METHOD DEVELOPMENT OF IONIC-STRENGTH GRADIENT CATION EXCHANGE CHROMATOGRAPHY FOR MONOCLONAL ANTIBODY CHARGE VARIANT ANALYSIS

Significance of the topic

Charge heterogeneity in therapeutic monoclonal antibodies can affect their efficacy and safety. Ionic-strength gradient cation exchange chromatography (CEX) is widely applied to resolve and quantify charge variants, ensuring reliable quality control and supporting biopharmaceutical development.

Objectives and overview of the study

This work aimed to develop and optimize an ionic-strength gradient CEX method for monoclonal antibody charge variant analysis.
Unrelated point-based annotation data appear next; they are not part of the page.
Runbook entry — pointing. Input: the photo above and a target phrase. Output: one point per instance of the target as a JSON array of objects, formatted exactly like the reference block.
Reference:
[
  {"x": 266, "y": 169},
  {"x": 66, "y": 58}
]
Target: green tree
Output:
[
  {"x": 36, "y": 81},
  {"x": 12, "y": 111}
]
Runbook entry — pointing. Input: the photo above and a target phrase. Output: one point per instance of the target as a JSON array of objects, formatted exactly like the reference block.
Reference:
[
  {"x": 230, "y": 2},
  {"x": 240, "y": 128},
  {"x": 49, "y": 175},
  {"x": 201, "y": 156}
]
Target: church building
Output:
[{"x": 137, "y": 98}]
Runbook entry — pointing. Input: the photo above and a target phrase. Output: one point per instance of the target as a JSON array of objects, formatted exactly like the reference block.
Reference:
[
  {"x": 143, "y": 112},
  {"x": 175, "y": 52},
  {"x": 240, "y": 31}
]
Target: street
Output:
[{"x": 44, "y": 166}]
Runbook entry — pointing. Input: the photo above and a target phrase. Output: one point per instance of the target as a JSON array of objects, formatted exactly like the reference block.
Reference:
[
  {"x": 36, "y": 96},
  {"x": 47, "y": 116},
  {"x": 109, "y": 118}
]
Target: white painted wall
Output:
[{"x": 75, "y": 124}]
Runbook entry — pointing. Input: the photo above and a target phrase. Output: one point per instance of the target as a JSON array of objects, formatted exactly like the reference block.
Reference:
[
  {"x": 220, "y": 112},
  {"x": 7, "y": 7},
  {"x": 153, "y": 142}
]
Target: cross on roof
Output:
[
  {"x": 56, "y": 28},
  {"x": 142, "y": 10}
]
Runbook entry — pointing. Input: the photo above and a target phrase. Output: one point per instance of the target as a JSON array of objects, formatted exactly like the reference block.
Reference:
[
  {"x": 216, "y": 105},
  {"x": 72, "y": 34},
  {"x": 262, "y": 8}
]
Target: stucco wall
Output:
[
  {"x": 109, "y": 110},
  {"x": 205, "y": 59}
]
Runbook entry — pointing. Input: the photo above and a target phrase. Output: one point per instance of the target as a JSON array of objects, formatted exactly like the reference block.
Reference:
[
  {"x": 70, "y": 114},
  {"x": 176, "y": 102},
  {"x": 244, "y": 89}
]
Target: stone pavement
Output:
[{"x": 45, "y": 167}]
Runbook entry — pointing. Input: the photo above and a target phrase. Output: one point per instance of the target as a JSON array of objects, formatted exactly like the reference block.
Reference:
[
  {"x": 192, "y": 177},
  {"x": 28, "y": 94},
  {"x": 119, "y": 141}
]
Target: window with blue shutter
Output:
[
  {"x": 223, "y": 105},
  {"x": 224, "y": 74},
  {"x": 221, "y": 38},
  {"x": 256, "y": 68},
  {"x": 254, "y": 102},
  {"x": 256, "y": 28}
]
The study evaluated the effects of key parameters—mobile phase pH, salt concentration range, gradient time, flow rate, temperature, organic additives, column length and internal diameter—using trastuzumab, adalimumab, bevacizumab and cetuximab as model compounds.

Methodology and instrumentation

• Sample preparation: mAbs diluted in water to 1–5 mg/mL and analyzed post expiry.
• Chromatography system: Waters ACQUITY UPLC H-Class Bio.
• Columns: BioResolve SCX mAb (4.6×50 mm, 4.6×100 mm, 2.1×50 mm).
• Mobile phases: 100 mM MES monohydrate/sodium salt, 1 M NaCl, water.
• Gradient delivery: AutoBlend Plus with typical salt ramp from 0 to 700 mM NaCl over defined times.
• Detection: UV at 280 nm; injection volumes 0.2–2 µL; flow rate 0.8 mL/min unless varied; sample at 10 °C, column at 30 °C.

Main results and discussion

• Mobile phase pH: Lower pH enhanced acidic variant resolution but compromised basic peaks, requiring an optimal compromise.
• Salt concentration slope: Narrowing initial/final NaCl concentrations yielded shallower gradients and higher peak-to-valley ratios.
• Gradient time: Extending run time improved resolution until a plateau was reached beyond which no further gains occurred.
• Flow rate: At constant gradient volume, higher flow slightly reduced resolution due to dispersion; at constant time, increased flow produced shallower slopes and improved separation.
• Temperature: Affected retention times marginally with minimal impact on selectivity, highlighting the importance of temperature control for reproducibility.
• Organic modifiers: Addition of isopropanol caused minor retention shifts but did not alter selectivity, indicating low hydrophobic interaction with the stationary phase.
• Column geometry: Longer columns significantly boosted resolution compared with longer gradients on shorter columns; narrow-bore columns required delay volume correction to match performance.

Benefits and practical applications

• Enables precise characterization of mAb charge heterogeneity for release testing and stability studies.
• Supports method transfer and routine monitoring in QA/QC laboratories.
• Provides parameter guidelines for robust, reproducible separations adaptable to various mAbs.

Future trends and potential applications

• Integration of pH and ionic-strength gradients to further enhance resolution.
• Automation and high-throughput method optimization using design-of-experiments or AI-driven approaches.
• Development of novel stationary phases to minimize non-specific interactions.
• Extension to other protein therapeutics and profiling during process development.

Conclusion

Optimizing ionic-strength gradient CEX parameters—pH, gradient slope, flow rate and column configuration—is crucial for resolving monoclonal antibody charge variants. Controlled temperature and minimal hydrophobic interactions contribute to robust, reproducible analytical methods.

References

• Khawli LA et al. Charge variants in IgG1. mAbs 2(6):613–624 (2010).
• Lauber MA et al. Designing a new particle technology for robust charge variant analysis of mAbs. Waters Application Note 720006475EN (2018).